アメリカには業務上過失致死傷を処罰しない州が多いようだが、日本でヒューマンエラーを処罰しないこと、例えば自動車事故などにおける単純な過失犯を処罰しない扱いをすることはかなり困難だろう。最近の日本では、過失犯に対する世論の処罰要求は、むしろ高まっているように思える。著者が述べるように、「失敗をとがめないシステム」のもとで真相究明をしやすいことは明らかであるが、日本においては、それでは「正義」に反すると人々は考えるだろう。
ヒューマンエラーを処罰しないことが可能かどうかは、その国の文化が大きく関係している。ヒューマンエラーを免責してよいという文化があればそれは可能だが、日本では無理だろう。日本学術会議の「事故調査体制のあり方に関する提言」(平成17年)が、事故調査の対象者の刑事責任の免責まで求めず、関係者の証言を刑事裁判で使用することを認めないという妥協的な提言にとどまったのは、ヒューマンエラーに対する厳しい処罰を求める日本の文化(そして、制度の実現可能性という点)を無視できなかったからだと思われる。
著者の言う「公正」は原題名のjust cultureで表現されているが、justは「正義の」という意味がある。著者のいうjustが司法(justice)の扱う「正義」と異なるので、本書で「公正」と訳したものと思われる。著者は、事故の責任の解明よりも事故の再発の防止という利益を重視することが「公正」だと考えているが、それは一種の功利主義の正義観である。理屈で考えれば「前向きの正義」の方が生産的であり、被害者の応報感情のような「後ろ向きの正義」は何も新しいものを生み出さず、合理的ではない。人間は理屈のうえでは意味のないことにこだわり続ける不条理な存在であり、無意味な応報感情も正義の重要な内容の一部である。正義とは何かは、人間とは何かに通じる難問である。ロールズは、正義の観念の根底には公正(fairness)があると述べるが、医師やパイロットなどの社会的地位の高い専門家だけを特別扱いすることはフェアとは言えないだろう。また、正義の観念の中に手続的公正があり、エラーを第三者が公正に判定しようとした結果が司法権になった。
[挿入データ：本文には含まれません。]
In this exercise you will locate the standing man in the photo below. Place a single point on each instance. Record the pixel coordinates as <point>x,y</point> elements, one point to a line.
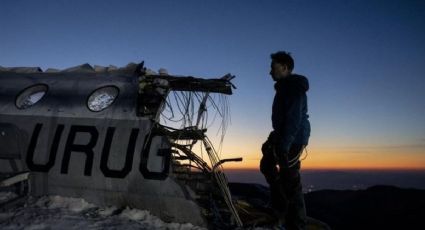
<point>291,130</point>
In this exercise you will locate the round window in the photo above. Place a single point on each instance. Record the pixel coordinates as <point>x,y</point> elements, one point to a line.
<point>31,96</point>
<point>102,98</point>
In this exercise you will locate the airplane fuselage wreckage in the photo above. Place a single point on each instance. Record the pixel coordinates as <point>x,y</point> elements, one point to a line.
<point>116,136</point>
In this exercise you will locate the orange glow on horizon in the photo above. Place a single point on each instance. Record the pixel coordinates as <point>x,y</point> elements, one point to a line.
<point>345,159</point>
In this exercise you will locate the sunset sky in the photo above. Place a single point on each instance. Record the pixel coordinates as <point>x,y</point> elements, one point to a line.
<point>365,61</point>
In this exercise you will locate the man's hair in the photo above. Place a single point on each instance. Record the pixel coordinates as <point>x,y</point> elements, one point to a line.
<point>283,58</point>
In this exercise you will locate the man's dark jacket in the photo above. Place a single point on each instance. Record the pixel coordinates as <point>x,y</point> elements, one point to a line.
<point>289,114</point>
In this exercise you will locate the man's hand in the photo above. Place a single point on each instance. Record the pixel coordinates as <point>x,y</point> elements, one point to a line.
<point>280,151</point>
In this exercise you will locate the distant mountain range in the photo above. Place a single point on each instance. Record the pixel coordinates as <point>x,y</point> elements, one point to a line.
<point>377,207</point>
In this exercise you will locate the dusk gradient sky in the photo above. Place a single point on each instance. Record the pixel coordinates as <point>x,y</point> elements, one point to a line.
<point>365,61</point>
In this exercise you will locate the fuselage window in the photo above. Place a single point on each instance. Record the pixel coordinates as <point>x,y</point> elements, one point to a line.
<point>102,98</point>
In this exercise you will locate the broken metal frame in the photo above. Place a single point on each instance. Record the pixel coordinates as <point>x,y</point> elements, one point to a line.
<point>161,85</point>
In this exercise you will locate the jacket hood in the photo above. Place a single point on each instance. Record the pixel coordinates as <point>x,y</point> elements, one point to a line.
<point>294,82</point>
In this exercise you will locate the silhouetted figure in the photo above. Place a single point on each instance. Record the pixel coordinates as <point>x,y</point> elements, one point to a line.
<point>291,130</point>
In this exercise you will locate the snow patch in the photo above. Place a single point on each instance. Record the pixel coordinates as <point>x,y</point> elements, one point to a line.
<point>56,212</point>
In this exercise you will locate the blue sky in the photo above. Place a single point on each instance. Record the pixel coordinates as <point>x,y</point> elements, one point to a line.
<point>365,59</point>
尼崎のJR事故の事故調査委員会に見られるように、司法以外の専門家の第三者調査機関の公正さを担保するには困難が伴うことが多い。
この本では多くの事例が取り上げられ、わかりやすく書かれているが、事例の取り上げ方は恣意的である。この本は最初から最後までほぼ同じ趣旨のことが書いてあり、冗長な印象がある一方でバランスの悪さと偏りを最初から最後まで感じる。
本書は、専門家が組織の一員として関係するハイリスクの事故に関して多くの問題があることを指摘しており、考えさせられる内容である。